Dans cette conversation, on remarquera la générosité de caractère, la douceur des mœurs et le bon sens de Charles X. Pour un philosophe, c’eût été un spectacle curieux que celui du sujet et du roi s’interrogeant sur leur fortune et se faisant confidence mutuelle de leur misère au fond d’un château emprunté aux souverains de Bohême !

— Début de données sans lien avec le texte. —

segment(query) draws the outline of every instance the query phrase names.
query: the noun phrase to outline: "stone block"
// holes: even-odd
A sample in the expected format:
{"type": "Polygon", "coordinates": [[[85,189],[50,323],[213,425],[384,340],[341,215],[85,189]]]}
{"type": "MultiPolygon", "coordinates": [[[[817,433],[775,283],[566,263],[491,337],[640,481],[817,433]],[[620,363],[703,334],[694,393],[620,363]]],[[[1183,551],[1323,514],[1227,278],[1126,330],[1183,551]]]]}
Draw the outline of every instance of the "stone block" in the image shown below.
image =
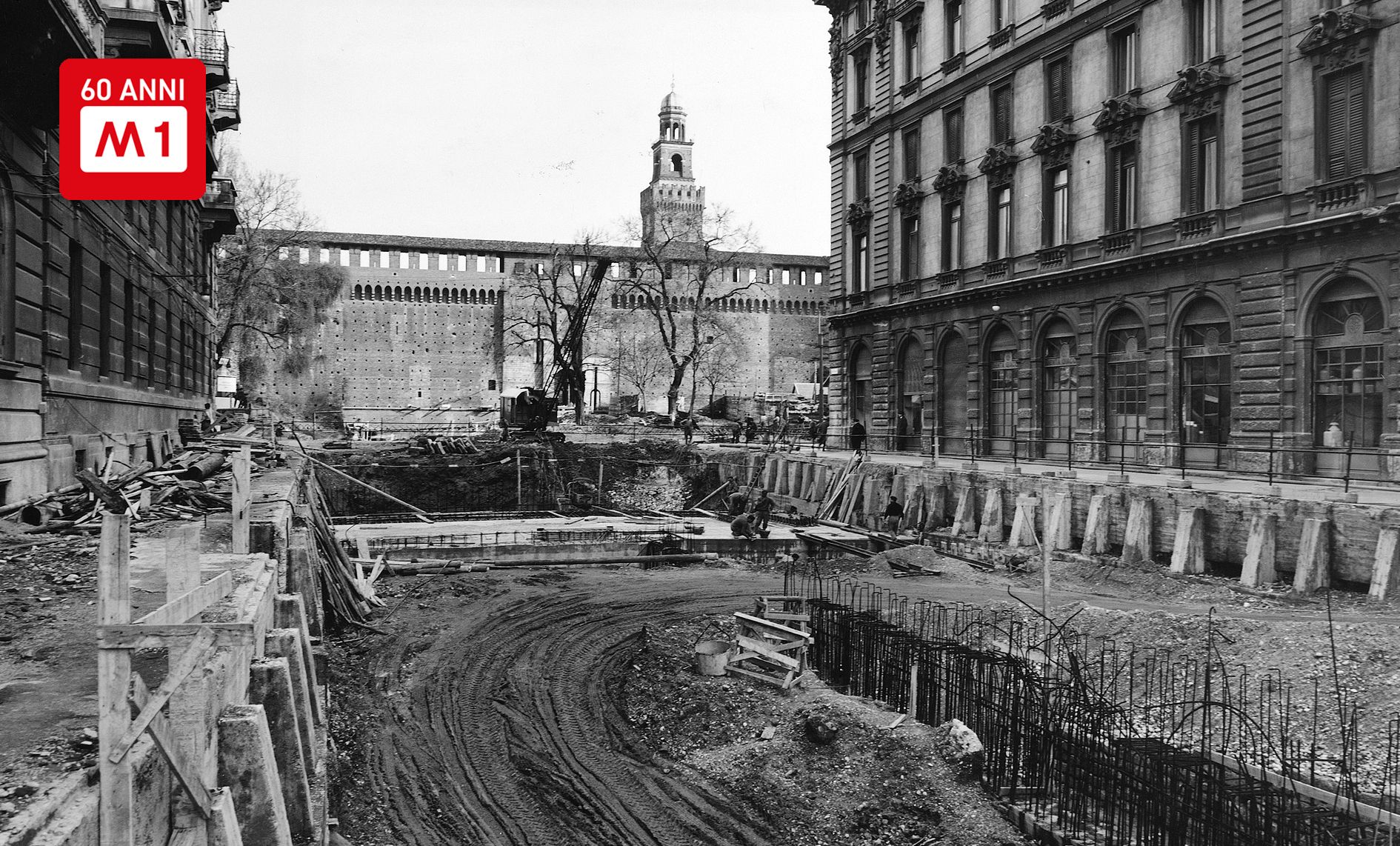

Prague, 25 et 26 mai 1833.

Au sortir de cette conférence, j’assistai à la leçon d’équitation de Henri. Il monta deux chevaux, le premier sans étriers en trottant à la longe, le second avec étriers en exécutant des voltes sans tenir la bride, une baguette passée entre son dos et ses bras. L’enfant est hardi et tout à fait élégant avec son pantalon blanc, sa jaquette, sa petite fraise et sa casquette. M. O’Hégerty le père, écuyer instructeur, criait : « Qu’est-ce que c’est que cette jambe-là ! elle est comme un bâton ! Laissez aller la jambe ! Bien ! détestable ! qu’avez-vous donc aujourd’hui ? etc., etc. » La leçon finie, le jeune page-roi s’arrête à cheval au milieu du manège, ôte brusquement sa casquette pour me saluer dans la tribune où j’étais avec le baron de Damas et quelques Français, saute à terre léger et gracieux comme le petit Jehan de Saintré.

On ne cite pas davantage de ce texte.